After strolling by Lincoln Center, we headed to Columbus Circle to browse around Borders for no other reason than that's what we have always done when we've found ourselves in that part of town.
On Monday, I woke up early and headed to my old neighborhood.
Good ol' 30th Avenue. I was shocked to find our block exactly as I'd left it. Seriously, I think the only thing that's changed is that we no longer live there. The people in the bakery were the same ones who served us croissants every Saturday morning (and yes, I did have one), the same old men sipped espresso on the corner benches, and our favorite car service was still there:
I ducked into our favorite Italian deli, where they asked, "where you been?" Um, we moved, yo. I came out with a quart and a half of their Balsamic Ravioli Salad, packed in dry ice and ready for the trip back to Alabama. Needless to say, my husband was very happy when I got home. I was able to get a photo of the door to our apartment building for Dean's baby book and to walk past all my old haunts on the way back to the subway. Even though I walked that path hundreds of times before Dean was ever even a blip on the radar, my most prominent memory of that path to the train was the day I walked it in labor, unknowingly taking my last train ride before meeting my son.
Speaking of meeting people's sons, after a lovely lunch at Serendipity, Kitty and I went to Brooklyn to see Qui and his adorable son, Sam. (Qui's wife Abby was working and I'm totally bummed I didn't get to see her.)

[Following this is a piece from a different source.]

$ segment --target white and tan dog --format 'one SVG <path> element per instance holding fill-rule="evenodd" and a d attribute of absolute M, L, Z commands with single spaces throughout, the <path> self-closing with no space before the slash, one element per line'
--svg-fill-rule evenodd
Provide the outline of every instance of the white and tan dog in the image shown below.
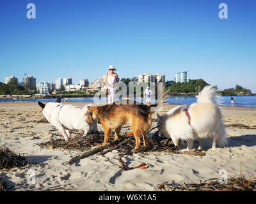
<path fill-rule="evenodd" d="M 60 98 L 57 99 L 55 103 L 49 102 L 46 105 L 38 103 L 43 108 L 42 112 L 46 120 L 58 129 L 65 140 L 70 138 L 70 130 L 84 130 L 84 136 L 98 131 L 97 121 L 92 119 L 92 113 L 87 108 L 92 105 L 81 108 L 60 102 Z"/>
<path fill-rule="evenodd" d="M 203 138 L 212 139 L 212 149 L 216 149 L 216 142 L 224 145 L 226 131 L 216 91 L 214 86 L 206 86 L 199 93 L 197 102 L 175 107 L 163 116 L 157 113 L 159 135 L 171 138 L 175 146 L 179 140 L 187 141 L 187 150 L 193 148 L 195 138 L 199 139 L 198 149 L 203 148 Z"/>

Sam just turned one and baby boys who have just turned one are some of my favorite people in the whole world. It was so cool to see Qui as a dad. He's a natural at it and Sam is just wonderful. I must say, it was quite surreal to sit around talking about toddler nutrition and diaper rashes with the guy who used to sit up with me until 4am goofing off and drinking coffee. (Good grief, what would we do to have back all those hours we could have been sleeping? Answer: Not a single thing.)
Qui and I met at freshman orientation and became fast friends. That means we've been friends for FIFTEEN YEARS. That's a lot of years, y'all. You know how it feels to put on your favorite sweatshirt for the first time when the weather turns cool each year? That's how Qui makes me feel. Whenever we're together it's comfortable, easy and wonderfully familiar, even now that we're all grown up.

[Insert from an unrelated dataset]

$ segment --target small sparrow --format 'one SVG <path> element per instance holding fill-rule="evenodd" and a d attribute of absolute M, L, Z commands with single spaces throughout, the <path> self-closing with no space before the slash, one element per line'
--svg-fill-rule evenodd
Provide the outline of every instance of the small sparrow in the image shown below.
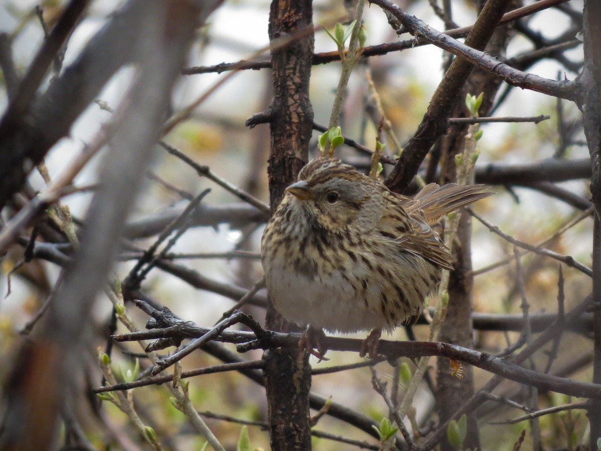
<path fill-rule="evenodd" d="M 375 357 L 382 331 L 412 322 L 441 268 L 453 269 L 433 227 L 493 194 L 487 190 L 430 183 L 412 199 L 340 160 L 310 162 L 286 189 L 261 241 L 273 306 L 307 326 L 299 348 L 322 359 L 323 330 L 371 330 L 361 355 Z"/>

My flight didn't leave until almost 10pm on Monday, so Kitty and I were able to squeeze in dinner with my friend Betsy. Betsy and I are near-famous for our lunch dates. Due to our work schedules, we often went months without seeing each other, so when we were finally able to get together, we'd have lunch--for 6 hours. Unfortunately, dinner could only last about an hour this time, as I had to head to LaGuardia.
I said a hard goodbye to Kitty, headed to the airport, where I experienced the quickest trip ever through security, and got myself a frappuccino. We boarded the plane and I had a window seat alone. I watched the lights of the city shrink below me and I finally let myself cry. I wasn't crying the tears I thought I'd be crying, though. Instead of tears of sadness upon saying goodbye to the city I once inhabited with my mind, body and spirit, the city chock-full of some of my favorite people and places, I was crying tears of joy because the city had welcomed me back with open arms and made me feel as comfortable as the day I left. I know now that no matter how much time passes between visits, NYC will always feel like home.